Local recyclers also have to be willing to take the cups–something that’s uncommon now. In San Francisco, the local recycling company, Recology, began accepting cups in 2017. The company, which uses sophisticated equipment to sort its recycling, says that its reputation for “clean” bales of materials means that paper brokers are willing to accept paper coffee cups in the mix. Seattle, New York City, and D.C. are among a handful of other cities that also recycle cups. The latest city to begin recycling paper coffee cups is Denver, which recently sent its first shipment of two truckloads, or around 88,000 cups, to Sustana.

WestRock says that other municipal recycling centers should also begin to accept cups. “Part of why we’re trying to generate awareness about these activities is so other companies that own recycling centers and paper mills will begin to come on board with this, and we’ll begin to get it to scale over time,” says Mueller.

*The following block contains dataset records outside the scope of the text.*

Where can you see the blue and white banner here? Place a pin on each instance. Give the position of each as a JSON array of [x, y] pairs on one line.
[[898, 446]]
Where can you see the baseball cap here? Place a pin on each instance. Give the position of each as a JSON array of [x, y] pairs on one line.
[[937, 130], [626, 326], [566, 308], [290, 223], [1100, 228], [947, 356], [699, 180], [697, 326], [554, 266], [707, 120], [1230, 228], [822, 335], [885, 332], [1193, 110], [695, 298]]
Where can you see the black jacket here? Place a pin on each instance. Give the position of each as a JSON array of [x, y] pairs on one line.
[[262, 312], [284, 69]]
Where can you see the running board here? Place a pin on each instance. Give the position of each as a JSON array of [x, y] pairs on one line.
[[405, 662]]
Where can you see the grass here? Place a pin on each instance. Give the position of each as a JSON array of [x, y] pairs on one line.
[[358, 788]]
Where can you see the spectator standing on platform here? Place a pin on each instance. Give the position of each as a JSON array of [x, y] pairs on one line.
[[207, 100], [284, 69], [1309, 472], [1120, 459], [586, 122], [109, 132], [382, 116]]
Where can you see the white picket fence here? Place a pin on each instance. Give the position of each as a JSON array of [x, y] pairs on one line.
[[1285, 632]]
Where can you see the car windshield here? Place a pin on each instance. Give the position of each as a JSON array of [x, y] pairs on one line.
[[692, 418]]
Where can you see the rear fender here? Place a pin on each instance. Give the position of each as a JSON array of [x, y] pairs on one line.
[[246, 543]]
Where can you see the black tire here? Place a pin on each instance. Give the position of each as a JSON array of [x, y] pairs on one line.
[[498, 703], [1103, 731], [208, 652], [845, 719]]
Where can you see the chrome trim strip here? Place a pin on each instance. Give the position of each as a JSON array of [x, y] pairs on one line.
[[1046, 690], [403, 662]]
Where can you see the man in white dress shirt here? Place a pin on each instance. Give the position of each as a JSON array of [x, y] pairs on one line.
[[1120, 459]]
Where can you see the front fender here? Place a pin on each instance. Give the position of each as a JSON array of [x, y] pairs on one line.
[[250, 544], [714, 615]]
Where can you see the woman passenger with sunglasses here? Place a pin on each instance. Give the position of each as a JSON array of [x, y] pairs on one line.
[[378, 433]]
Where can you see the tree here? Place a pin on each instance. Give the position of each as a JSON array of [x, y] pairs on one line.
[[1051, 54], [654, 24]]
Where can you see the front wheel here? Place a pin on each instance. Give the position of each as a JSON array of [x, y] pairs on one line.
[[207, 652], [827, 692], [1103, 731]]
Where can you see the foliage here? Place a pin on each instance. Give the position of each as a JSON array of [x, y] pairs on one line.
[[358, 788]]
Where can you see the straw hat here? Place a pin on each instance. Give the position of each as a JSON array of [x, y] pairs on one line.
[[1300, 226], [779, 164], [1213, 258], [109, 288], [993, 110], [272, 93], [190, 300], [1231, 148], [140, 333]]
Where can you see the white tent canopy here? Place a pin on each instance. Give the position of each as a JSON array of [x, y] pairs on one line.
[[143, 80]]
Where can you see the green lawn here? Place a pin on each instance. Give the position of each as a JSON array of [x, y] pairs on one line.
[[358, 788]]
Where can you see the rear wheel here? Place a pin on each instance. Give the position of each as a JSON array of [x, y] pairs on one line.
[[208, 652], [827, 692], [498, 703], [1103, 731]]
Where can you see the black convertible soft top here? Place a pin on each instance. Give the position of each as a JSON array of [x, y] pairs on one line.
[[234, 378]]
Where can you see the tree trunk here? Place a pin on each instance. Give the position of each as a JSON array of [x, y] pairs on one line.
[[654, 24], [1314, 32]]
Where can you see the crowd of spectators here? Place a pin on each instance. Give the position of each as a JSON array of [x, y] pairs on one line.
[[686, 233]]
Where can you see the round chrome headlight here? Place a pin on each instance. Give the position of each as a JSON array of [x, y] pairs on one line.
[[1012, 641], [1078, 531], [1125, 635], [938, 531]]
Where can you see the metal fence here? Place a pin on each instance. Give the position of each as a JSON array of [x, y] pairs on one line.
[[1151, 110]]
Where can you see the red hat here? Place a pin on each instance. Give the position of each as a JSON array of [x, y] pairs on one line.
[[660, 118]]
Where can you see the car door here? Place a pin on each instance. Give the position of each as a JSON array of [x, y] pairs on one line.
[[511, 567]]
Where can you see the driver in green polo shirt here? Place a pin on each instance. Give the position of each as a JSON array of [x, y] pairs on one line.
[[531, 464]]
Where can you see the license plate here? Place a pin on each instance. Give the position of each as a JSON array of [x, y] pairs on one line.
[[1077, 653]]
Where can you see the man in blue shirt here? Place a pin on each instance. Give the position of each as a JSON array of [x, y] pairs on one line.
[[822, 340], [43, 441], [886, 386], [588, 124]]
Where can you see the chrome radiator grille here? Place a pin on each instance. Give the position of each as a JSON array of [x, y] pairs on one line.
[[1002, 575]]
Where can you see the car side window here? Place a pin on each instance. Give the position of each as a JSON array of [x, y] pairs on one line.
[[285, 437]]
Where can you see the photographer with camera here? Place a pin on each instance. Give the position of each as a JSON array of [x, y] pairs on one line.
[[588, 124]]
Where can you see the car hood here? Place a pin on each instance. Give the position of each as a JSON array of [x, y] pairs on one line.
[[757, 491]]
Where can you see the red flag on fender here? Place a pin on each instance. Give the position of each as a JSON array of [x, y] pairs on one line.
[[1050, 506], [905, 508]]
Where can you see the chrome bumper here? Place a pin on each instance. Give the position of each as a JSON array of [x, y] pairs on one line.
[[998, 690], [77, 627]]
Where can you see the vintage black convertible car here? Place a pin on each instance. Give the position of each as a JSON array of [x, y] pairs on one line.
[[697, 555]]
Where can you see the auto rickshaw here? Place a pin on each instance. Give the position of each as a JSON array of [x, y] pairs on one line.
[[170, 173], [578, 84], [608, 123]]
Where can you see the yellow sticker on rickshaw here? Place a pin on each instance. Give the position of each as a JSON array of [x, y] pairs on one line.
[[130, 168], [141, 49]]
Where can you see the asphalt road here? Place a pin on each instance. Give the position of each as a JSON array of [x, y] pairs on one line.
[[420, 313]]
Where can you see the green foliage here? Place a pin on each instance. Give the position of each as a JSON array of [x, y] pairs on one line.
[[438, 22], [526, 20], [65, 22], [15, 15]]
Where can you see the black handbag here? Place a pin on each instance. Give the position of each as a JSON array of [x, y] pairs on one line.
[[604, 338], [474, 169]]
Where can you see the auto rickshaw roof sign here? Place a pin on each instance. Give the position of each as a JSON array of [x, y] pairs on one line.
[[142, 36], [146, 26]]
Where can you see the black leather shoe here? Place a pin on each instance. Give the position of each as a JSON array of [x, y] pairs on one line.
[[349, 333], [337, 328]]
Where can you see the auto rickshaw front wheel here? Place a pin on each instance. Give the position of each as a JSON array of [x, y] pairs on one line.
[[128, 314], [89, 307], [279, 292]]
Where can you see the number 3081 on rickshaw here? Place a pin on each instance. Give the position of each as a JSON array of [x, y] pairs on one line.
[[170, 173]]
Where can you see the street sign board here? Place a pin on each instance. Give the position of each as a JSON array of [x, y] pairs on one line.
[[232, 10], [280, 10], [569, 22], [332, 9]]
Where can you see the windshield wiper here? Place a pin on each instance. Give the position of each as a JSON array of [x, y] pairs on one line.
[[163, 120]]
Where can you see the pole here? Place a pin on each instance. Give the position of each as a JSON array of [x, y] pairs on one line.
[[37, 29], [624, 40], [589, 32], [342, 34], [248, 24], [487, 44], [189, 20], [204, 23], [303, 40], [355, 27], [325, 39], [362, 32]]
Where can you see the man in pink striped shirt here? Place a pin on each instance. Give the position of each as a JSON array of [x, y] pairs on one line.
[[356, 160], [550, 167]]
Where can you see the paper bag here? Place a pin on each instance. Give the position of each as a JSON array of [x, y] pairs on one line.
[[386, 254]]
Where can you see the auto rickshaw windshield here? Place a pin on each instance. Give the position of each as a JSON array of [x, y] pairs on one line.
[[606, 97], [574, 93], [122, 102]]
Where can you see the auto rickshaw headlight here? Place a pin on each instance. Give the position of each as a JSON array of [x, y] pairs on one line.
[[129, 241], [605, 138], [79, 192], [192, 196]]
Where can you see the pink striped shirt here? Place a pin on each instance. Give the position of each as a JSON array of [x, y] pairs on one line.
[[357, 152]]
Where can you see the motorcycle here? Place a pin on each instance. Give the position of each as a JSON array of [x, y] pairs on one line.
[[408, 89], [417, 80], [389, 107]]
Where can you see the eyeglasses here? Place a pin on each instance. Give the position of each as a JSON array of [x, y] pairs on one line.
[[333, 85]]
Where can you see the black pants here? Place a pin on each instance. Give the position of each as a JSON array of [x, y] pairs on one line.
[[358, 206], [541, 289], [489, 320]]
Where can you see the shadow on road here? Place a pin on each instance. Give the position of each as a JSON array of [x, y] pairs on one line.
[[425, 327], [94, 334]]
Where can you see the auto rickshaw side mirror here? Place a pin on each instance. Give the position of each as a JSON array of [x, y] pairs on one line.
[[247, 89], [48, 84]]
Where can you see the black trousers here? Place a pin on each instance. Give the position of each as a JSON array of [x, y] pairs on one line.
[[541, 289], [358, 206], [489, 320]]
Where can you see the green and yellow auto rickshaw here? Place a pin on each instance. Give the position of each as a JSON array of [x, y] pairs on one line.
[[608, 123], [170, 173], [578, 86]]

Starbucks wants to see recycling take a more uniform approach in the U.S., rather than the patchwork of policies that different cities have now. “Significant inconsistencies in product recyclability exist from city to city based on service models, market access and investments made in infrastructure and technology,” says Rebecca Zimmer, global director of environment at Starbucks. “Starbucks advocates for a national approach to provide a more consistent experience for consumers.”

The company, along with other partners, also has a long-running effortto redesign a single-use coffee cup that would be both easily recyclable and compostable. An even better option would be for more consumers to use their own reusable mugs, which rarely happens now despite a discount that Starbucks offers; reusable cups are also still uncommon for customers who sit inside the cafes while they drink. (Charging an extra fee for a paper cup, which the company tested in London, may be more effective, just as shopping bag fees have convinced more consumers to use reusable bags and reduced litter.) For now, armed with proof that cups can be recycled cost-effectively, the company hopes that more recyclers will begin working with current cups. “We hope this project will convince more mills across the country to be open to accepting paper cups in their recycle streams, a required step to scaling the operation to more municipal recycling service programs,” Zimmer says. Arguably, as a company that helped popularize to-go culture at cafes–and that uses around 6 billion cups annually itself–Starbucks should be investing more to help cities make that change.

Starbucks uses 10% recycled paper content in its new cups, and aims to double that by 2022. If the retailer decided to source that recycled fiber from its own cups, in the closed loop that it tested in the recent pilot, that might drive more demand for paper mills and local recyclers to accept the cups. Current paper machine equipment can’t make a 100% recycled paper coffee cup yet, but equipment can incorporate more recycled fiber–as much as 40-50%–so Starbucks and other cafes could also aim for more ambitious goals.

Recycled fiber, whether it comes from cups or another source, is slightly more expensive than virgin fiber from trees, but it adds up to less than a fraction of a cent, something that adds up for orders of a company on a scale like Starbuck. But the extra cost is also justified. “Cost and value are very different things,” says Hunsberger. If a company’s consumers are thinking about their impact on the environment, he says, then a company should take the step of responsible sourcing.